China will launch a national carbon emission trading market in July for power generation to control and reduce greenhouse gas emissions, marking an important step toward achieving China’s goal of carbon neutrality through a market mechanism.
This latest update on the carbon emission trading market was announced at the State Council executive meeting, which was presided over by Chinese Premier Li Keqiang on Wednesday.
The decision came just two weeks after the Shanghai Environment and Energy Exchange, China’s first national carbon emissions trading platform, issued a notice on matters related to national carbon emission trading, which for the first time clarified the trading methods and trading time for the national carbon market. The notice drew an active response from companies in A-share markets to embrace the trillion-yuan market.

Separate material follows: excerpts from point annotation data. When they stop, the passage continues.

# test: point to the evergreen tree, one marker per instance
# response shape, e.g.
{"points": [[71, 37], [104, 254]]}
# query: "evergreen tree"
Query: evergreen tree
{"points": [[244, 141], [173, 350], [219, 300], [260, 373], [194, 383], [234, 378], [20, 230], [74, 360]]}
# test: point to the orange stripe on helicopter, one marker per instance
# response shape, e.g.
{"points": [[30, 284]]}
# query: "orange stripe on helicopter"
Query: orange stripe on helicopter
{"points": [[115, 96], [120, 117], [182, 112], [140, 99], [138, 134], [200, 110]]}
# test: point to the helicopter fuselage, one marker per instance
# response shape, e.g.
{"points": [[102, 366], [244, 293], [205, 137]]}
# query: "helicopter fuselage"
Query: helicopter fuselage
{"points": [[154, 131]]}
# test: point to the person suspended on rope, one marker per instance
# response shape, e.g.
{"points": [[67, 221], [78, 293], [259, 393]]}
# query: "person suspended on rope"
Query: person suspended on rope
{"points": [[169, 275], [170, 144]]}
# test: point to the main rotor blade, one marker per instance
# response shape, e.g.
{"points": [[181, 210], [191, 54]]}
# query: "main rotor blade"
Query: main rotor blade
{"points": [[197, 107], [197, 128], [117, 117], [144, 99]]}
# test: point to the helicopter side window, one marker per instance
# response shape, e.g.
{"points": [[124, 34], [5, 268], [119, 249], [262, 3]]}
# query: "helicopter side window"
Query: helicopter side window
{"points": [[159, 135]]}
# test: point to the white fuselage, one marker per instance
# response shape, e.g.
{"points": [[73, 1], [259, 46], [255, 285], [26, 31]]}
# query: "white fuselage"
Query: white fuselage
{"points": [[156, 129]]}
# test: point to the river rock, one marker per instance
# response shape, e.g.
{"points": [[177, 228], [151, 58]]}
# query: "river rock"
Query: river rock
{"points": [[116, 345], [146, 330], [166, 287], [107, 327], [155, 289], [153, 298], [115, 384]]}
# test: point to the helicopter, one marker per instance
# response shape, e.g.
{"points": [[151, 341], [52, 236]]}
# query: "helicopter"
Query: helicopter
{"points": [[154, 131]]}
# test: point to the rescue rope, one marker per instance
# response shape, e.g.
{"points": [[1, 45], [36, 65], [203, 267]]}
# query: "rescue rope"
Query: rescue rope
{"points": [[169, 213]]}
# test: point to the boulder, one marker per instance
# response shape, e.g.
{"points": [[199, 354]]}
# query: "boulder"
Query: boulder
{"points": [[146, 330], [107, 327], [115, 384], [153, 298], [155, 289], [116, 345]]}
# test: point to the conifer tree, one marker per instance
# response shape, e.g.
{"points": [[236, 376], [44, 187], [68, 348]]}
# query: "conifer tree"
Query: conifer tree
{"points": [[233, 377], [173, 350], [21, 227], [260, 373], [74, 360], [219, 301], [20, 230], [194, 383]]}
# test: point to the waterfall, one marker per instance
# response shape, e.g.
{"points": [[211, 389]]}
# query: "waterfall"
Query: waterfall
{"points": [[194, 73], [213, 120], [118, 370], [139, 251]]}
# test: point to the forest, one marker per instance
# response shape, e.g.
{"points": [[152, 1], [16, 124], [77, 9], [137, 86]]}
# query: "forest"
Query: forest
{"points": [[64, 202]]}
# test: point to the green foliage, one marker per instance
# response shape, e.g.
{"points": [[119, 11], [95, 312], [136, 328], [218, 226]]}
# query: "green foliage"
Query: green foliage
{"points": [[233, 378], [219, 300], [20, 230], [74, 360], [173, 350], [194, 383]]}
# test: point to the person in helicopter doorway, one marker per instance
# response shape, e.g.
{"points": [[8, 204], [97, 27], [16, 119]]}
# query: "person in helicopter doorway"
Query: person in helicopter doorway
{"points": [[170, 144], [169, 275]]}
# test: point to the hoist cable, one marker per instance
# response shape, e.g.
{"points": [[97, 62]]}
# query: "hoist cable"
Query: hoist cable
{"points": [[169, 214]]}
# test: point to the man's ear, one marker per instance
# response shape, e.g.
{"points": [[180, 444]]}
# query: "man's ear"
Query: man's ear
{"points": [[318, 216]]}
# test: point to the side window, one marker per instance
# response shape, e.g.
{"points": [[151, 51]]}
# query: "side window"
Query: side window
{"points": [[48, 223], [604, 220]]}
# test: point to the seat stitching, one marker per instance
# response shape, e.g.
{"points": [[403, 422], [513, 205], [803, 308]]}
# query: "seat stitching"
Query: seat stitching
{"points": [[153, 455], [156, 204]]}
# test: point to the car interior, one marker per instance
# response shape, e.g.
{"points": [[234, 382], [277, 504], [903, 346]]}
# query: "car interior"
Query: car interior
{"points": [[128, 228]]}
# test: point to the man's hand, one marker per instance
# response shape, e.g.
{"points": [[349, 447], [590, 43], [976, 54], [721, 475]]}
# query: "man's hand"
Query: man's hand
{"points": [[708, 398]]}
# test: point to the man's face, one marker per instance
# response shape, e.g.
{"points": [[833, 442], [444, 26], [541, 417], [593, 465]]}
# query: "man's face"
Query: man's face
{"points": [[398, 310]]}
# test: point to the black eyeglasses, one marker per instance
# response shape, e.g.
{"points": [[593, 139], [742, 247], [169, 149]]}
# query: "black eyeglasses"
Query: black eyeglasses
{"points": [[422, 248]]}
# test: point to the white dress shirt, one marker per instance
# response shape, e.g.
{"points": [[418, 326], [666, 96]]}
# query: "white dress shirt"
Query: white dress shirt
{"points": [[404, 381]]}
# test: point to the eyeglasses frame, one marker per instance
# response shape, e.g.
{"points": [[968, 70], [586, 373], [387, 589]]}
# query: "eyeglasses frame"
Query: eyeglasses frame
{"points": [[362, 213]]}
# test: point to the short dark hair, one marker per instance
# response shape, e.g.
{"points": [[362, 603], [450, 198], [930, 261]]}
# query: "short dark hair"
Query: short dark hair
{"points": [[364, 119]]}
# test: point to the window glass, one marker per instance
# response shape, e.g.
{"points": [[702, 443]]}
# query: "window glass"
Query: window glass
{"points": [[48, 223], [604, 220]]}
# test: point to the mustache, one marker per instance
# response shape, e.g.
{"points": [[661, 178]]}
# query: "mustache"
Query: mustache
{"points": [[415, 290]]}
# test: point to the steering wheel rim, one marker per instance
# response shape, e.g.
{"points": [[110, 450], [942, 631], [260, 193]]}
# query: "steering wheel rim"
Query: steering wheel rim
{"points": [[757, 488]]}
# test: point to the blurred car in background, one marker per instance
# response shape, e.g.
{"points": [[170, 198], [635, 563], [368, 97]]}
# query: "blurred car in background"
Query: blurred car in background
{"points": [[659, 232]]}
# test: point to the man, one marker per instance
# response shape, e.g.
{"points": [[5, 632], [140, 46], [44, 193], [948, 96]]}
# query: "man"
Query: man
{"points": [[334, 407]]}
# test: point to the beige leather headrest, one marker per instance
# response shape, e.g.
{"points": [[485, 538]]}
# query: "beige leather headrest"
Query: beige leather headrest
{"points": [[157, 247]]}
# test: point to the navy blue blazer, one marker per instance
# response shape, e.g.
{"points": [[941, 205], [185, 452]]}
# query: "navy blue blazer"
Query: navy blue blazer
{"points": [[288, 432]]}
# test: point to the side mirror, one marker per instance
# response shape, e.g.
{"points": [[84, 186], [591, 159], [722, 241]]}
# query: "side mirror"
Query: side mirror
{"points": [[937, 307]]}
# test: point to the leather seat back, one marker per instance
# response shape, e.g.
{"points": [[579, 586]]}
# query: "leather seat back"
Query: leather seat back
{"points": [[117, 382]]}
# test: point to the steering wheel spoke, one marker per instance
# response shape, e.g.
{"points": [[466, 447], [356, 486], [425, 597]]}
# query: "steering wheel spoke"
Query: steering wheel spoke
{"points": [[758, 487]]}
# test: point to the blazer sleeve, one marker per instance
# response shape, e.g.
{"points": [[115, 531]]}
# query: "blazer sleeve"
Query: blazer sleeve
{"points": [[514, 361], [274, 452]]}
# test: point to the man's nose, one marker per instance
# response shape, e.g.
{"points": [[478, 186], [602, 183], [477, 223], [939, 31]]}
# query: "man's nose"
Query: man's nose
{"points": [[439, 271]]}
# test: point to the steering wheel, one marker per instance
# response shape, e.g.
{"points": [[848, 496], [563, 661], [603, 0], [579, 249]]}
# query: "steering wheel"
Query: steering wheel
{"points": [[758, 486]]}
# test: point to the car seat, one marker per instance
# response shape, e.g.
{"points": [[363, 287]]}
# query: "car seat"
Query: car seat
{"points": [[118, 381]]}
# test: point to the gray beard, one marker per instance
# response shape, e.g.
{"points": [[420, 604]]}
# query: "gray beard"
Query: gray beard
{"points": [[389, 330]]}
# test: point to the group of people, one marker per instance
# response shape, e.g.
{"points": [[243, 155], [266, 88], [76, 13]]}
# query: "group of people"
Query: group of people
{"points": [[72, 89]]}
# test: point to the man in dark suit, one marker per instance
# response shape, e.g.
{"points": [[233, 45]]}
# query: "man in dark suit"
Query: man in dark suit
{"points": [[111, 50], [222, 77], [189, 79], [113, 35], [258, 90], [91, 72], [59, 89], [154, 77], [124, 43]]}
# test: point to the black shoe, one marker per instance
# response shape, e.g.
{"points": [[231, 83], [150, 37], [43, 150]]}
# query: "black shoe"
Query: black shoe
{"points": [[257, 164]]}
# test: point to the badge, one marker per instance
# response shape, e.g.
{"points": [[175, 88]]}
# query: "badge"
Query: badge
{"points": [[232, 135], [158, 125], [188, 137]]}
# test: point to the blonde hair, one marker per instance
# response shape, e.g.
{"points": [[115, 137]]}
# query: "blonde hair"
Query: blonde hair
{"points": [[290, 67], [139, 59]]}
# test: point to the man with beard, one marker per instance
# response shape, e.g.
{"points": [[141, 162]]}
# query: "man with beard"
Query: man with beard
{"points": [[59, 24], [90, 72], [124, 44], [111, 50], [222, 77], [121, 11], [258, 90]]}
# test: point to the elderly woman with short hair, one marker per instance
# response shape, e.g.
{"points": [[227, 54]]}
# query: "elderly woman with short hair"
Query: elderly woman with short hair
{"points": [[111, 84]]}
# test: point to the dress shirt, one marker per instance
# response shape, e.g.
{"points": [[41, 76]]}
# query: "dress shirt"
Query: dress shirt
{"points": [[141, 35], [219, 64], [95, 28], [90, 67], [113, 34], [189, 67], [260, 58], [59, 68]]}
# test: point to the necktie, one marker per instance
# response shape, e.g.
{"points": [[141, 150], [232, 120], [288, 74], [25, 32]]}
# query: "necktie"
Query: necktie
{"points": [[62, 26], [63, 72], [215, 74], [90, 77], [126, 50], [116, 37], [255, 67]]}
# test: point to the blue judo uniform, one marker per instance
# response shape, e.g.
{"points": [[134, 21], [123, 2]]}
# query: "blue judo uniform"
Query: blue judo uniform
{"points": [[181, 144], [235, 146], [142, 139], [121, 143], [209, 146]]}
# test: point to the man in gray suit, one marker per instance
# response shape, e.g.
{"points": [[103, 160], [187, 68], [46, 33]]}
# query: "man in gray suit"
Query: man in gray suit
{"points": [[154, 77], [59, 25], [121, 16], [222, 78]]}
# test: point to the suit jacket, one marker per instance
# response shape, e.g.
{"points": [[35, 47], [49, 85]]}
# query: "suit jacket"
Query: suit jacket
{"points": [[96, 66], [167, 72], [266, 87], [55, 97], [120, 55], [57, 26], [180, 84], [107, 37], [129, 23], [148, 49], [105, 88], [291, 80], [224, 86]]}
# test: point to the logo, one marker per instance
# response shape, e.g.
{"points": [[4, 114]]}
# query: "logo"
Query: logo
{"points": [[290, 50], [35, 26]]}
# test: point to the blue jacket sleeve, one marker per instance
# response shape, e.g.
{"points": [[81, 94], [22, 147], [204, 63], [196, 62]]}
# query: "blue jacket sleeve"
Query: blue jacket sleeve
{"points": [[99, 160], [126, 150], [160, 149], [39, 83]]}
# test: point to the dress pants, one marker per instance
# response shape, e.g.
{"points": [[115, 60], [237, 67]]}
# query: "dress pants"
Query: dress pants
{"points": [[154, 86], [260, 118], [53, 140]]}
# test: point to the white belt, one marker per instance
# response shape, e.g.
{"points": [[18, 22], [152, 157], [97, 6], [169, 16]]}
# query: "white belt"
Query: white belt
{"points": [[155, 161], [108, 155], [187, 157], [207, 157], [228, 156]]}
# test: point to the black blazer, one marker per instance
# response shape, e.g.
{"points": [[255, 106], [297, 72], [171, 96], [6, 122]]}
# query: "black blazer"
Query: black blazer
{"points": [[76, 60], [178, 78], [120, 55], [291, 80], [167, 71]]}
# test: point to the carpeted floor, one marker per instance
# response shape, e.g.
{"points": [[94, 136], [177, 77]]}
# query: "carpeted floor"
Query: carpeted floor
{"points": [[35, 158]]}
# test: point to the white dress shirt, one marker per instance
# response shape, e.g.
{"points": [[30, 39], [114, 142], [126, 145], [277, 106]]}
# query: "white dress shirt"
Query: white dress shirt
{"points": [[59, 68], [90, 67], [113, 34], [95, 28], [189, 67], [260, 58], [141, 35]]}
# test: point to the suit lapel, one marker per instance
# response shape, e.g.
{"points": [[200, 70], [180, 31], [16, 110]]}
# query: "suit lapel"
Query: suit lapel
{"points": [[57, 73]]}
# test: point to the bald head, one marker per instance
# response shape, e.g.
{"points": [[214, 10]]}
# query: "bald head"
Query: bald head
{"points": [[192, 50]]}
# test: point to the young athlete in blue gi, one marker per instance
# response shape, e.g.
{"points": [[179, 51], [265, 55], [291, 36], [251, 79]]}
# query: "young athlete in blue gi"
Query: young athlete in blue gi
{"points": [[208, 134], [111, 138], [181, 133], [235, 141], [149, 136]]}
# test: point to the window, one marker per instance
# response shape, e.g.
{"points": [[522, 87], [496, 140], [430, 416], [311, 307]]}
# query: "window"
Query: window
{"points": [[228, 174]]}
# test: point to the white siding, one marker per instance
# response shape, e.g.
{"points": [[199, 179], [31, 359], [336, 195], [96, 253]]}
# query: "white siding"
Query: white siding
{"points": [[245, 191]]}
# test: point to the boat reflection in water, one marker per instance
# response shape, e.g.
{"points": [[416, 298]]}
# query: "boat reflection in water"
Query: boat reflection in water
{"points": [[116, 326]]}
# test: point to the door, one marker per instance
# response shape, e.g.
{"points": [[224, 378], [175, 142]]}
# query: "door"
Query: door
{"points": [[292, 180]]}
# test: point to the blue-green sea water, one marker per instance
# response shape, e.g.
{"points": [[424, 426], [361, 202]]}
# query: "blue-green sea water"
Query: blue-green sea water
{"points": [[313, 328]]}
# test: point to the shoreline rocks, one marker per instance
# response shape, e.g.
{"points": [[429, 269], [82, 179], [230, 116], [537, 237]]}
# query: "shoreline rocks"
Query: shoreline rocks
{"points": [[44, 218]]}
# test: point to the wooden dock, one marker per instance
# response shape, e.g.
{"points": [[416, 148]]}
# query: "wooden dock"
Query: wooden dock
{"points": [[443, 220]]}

“In order to achieve the goal of carbon neutrality, the national carbon emission trading market is a vital step as it puts a price on carbon, supports renewable energy and clamps down on high energy consumption through market-based means,” Lin Boqiang, director of the China Center for Energy Economics Research at Xiamen University, told the Global Times on Wednesday.
It is estimated that during the 14th Five-Year Plan period (2021-25), clean energy will account for 80 percent of the increase in energy consumption, 20 percentage points higher than during the 13th Five-Year Plan period (2016-20).
The ambitious climate pledge will require a lot of funds for it to be fulfilled. But clean energy that used to rely on government subsidies cannot be sustained given the funding it needs, so it will be up to the market to solve the problem for the future development of clean energy, said Lin.
As of March, the pilot carbon market covered nearly 3,000 key emitters from more than 20 industries, covering a total of 440 million tons of carbon emissions, with a total turnover of about 10.47 billion yuan, data from the Ministry of Ecology and Environment showed.
At present, eight energy-intensive industries will be gradually included in the national carbon market, including petrochemicals, chemicals, building materials, iron, non-ferrous metals, papermaking, power and civil aviation, according to Sinolink Securities, Securities Times reported.